The district plans to use 14 percent of the new revenues to shore up its finances, funding existing staff positions and business expenses after financial difficulties in recent years. The rest is to be used to partner with others on projects focused on agriculture, infrastructure, healthy rivers, watershed health and water quality, and conservation and efficiency.

District spokesman Jim Pokrandt said the district board will be discussing the project spending at a Dec. 3 meeting where it will be looking to revise its 2021 budget now that the tax has passed.

He said it’s too early to call out any specific project that might be funded at this point, as more analysis and board approval will be required. However, in its July resolution to put the tax measure on the ballot, the district board also adopted a fiscal implementation plan elaborating on how it intends to spend the funds. That plan included specific examples of possible projects the money could help pay for. The district didn’t commit to pursuing those specific projects should the tax pass, noting in its plan “uncertainties associated with most projects related to permitting, litigation, additional funding and other third party actions.” Rather, the projects are representative of the types of projects it intended to pursue, and also are ones that have been endorsed by basin roundtable organizations in the Colorado, Gunnison and Yampa/White/Green basins.

“Those projects listed in the plan are illustrative of the kind of work that we want to do, and indeed some of them could come to fruition in the next year or two,” Pokrandt said.

In the Colorado River Basin, the examples the district gave include rehabilitation of the Grand Valley Roller Dam, which was built in 1913 and is the point of diversion for several large senior irrigation rights in the Grand Valley, and maintaining flows secured by the senior Shoshone hydroelectric plant water right in Glenwood Canyon.

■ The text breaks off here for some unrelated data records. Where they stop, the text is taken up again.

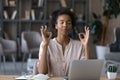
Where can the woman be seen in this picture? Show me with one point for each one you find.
(56, 55)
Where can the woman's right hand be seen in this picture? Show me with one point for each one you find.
(46, 36)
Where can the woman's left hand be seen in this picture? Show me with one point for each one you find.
(84, 36)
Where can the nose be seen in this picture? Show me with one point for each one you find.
(64, 24)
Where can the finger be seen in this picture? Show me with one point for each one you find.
(45, 29)
(50, 35)
(81, 35)
(85, 28)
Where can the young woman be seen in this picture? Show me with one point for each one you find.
(56, 55)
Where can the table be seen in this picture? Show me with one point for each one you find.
(8, 77)
(12, 77)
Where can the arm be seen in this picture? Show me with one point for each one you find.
(86, 52)
(84, 40)
(42, 66)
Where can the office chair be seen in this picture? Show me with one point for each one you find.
(30, 43)
(8, 48)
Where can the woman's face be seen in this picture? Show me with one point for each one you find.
(64, 24)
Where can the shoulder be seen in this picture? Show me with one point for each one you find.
(73, 41)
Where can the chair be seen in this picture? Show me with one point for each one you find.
(30, 43)
(8, 48)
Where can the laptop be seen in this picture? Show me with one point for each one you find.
(85, 69)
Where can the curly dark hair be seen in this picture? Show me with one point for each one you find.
(54, 16)
(61, 11)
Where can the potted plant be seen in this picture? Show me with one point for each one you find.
(112, 71)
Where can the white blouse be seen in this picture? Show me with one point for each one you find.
(58, 64)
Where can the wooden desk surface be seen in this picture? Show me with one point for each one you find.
(12, 77)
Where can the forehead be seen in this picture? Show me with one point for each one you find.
(64, 17)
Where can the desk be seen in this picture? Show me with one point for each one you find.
(12, 77)
(8, 77)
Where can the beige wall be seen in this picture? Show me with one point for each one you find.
(97, 7)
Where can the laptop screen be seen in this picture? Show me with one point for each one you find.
(85, 69)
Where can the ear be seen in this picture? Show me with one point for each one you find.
(56, 26)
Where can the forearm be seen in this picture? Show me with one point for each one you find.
(42, 67)
(87, 56)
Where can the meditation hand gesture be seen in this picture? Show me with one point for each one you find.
(84, 36)
(46, 36)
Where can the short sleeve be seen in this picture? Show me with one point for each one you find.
(82, 53)
(40, 50)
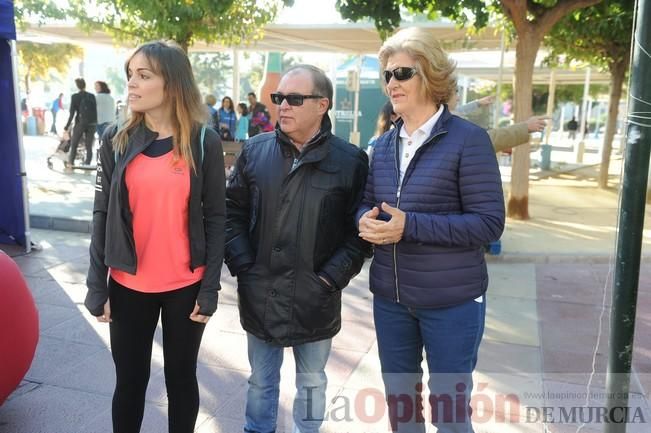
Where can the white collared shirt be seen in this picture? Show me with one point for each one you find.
(410, 144)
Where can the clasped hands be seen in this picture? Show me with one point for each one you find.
(380, 232)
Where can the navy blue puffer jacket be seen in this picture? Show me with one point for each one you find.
(452, 196)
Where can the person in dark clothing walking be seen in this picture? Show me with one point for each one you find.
(83, 110)
(57, 105)
(572, 127)
(292, 243)
(158, 234)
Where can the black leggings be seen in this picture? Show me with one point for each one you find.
(134, 319)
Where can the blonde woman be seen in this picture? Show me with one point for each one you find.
(433, 200)
(158, 234)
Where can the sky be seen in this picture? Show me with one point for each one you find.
(311, 12)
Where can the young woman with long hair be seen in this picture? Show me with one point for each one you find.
(158, 234)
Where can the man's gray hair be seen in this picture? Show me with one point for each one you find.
(322, 84)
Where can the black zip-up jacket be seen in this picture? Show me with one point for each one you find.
(288, 224)
(112, 243)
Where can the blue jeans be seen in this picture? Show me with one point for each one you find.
(264, 385)
(450, 337)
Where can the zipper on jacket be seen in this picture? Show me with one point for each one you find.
(398, 192)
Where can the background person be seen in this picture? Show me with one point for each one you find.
(292, 243)
(242, 130)
(105, 107)
(259, 116)
(57, 105)
(213, 116)
(430, 206)
(572, 127)
(83, 109)
(158, 234)
(227, 119)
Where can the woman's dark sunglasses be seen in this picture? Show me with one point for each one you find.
(292, 99)
(402, 73)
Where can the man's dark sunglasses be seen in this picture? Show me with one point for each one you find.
(402, 73)
(292, 99)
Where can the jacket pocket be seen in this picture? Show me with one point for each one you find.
(255, 208)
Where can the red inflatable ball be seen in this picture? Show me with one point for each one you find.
(18, 326)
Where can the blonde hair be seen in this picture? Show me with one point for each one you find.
(168, 60)
(433, 64)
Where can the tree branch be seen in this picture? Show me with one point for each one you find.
(551, 16)
(515, 10)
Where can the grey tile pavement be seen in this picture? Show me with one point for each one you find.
(546, 298)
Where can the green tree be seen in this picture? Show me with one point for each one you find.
(529, 21)
(212, 72)
(37, 60)
(214, 21)
(599, 35)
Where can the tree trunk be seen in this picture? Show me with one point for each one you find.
(617, 75)
(526, 49)
(27, 79)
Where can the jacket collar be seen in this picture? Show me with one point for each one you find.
(139, 139)
(439, 126)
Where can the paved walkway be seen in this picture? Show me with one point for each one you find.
(548, 313)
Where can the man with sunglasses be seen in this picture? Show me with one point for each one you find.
(292, 242)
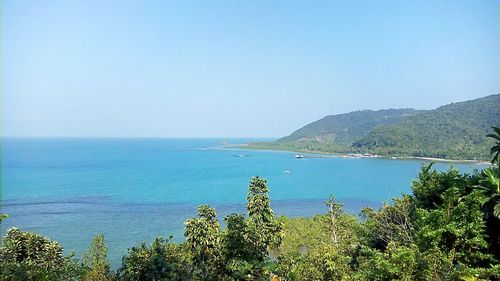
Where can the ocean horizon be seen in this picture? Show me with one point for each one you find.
(134, 189)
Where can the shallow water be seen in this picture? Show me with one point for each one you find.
(133, 190)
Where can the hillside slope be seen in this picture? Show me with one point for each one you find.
(456, 130)
(347, 127)
(453, 131)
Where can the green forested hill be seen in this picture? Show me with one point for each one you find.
(453, 131)
(347, 127)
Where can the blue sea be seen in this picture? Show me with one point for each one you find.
(133, 190)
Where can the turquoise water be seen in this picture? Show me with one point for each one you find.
(133, 190)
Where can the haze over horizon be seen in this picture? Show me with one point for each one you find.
(235, 69)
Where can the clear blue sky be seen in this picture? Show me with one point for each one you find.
(235, 68)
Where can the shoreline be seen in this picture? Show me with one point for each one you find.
(348, 155)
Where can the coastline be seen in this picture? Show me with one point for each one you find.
(250, 146)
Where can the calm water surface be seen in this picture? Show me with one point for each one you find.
(133, 190)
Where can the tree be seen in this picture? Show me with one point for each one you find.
(95, 264)
(159, 261)
(31, 256)
(203, 238)
(335, 211)
(495, 150)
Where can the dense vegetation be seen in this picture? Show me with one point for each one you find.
(448, 228)
(454, 131)
(348, 127)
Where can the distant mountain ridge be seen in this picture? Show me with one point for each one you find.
(453, 131)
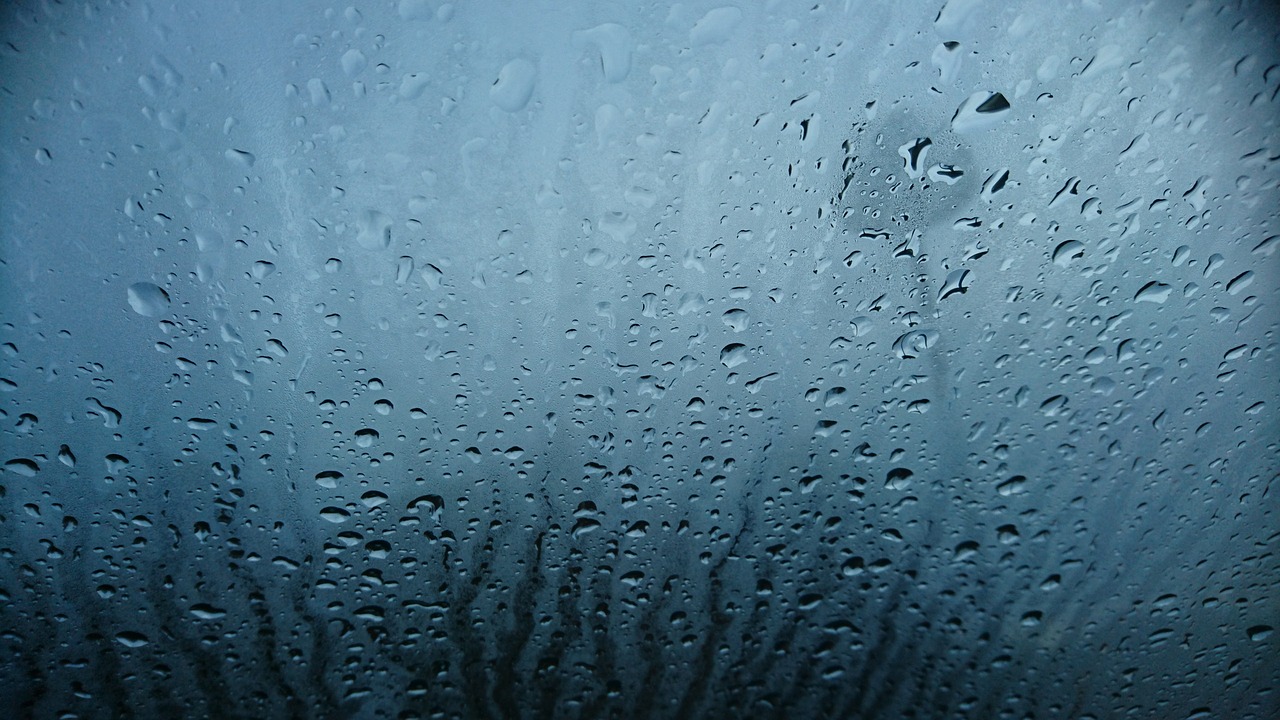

That plant is owned by Xcel Energy and is more than 100 years old, and questions about its longterm viability have the district and others looking for solutions for maintaining the plant’s nonconsumptive right, which is crucial to maintaining river flows through Glenwood Canyon and all the way to Grand Junction.

Among several possible projects in the Gunnison Basin are the Uncompahgre Valley Water Users Association Westside Valley infrastructure improvement project, which would modernize and improve water diversion, delivery and other infrastructure; and the Paonia Reservoir and Fire Mountain Canal rehabilitation, which would involve implementing a sediment control system.

Among possible Yampa/White/Green river basin projects are addressing an algae problem on the White River, and assisting with efforts to build a possible new water storage project in the lower White River basin. The state is challenging a proposed White River reservoir project in water court, questioning the need for the amount of water the reservoir would supply, according to recent reporting by the nonprofit aspenjournalism.org website.

Pokrandt said that while it’s helpful to projects’ chances for them to be on the district’s implementation plan list, funding could go for things that aren’t listed, and that the district may not even know about now.

The district over time wants to use the funds equitably, both across district counties and across the broadly identified categories it has identified. In light of that, and given the cost of some of the projects that may be contemplated, the dollars it may be able to contribute as a percentage of a project’s cost will likely be fairly limited at times.

But the district hopes its ability to offer at least some funding will, as its plan states, “drive the initiation and completion of projects that are priorities for residents of the District by utilizing District funds as a catalyst for matching funds from state, federal and private foundation sources.

“Bringing these funds to the table will allow the West Slope to strongly influence the type, scope and timing of important water supply projects within our District,” the plan says. “The District is committed to coordinating and consulting local elected officials in any and all relevant counties prior to committing funds to any specific project or activity pursued by the District.”

Editor's note: This story has been updated to correct the date of the December district board meeting.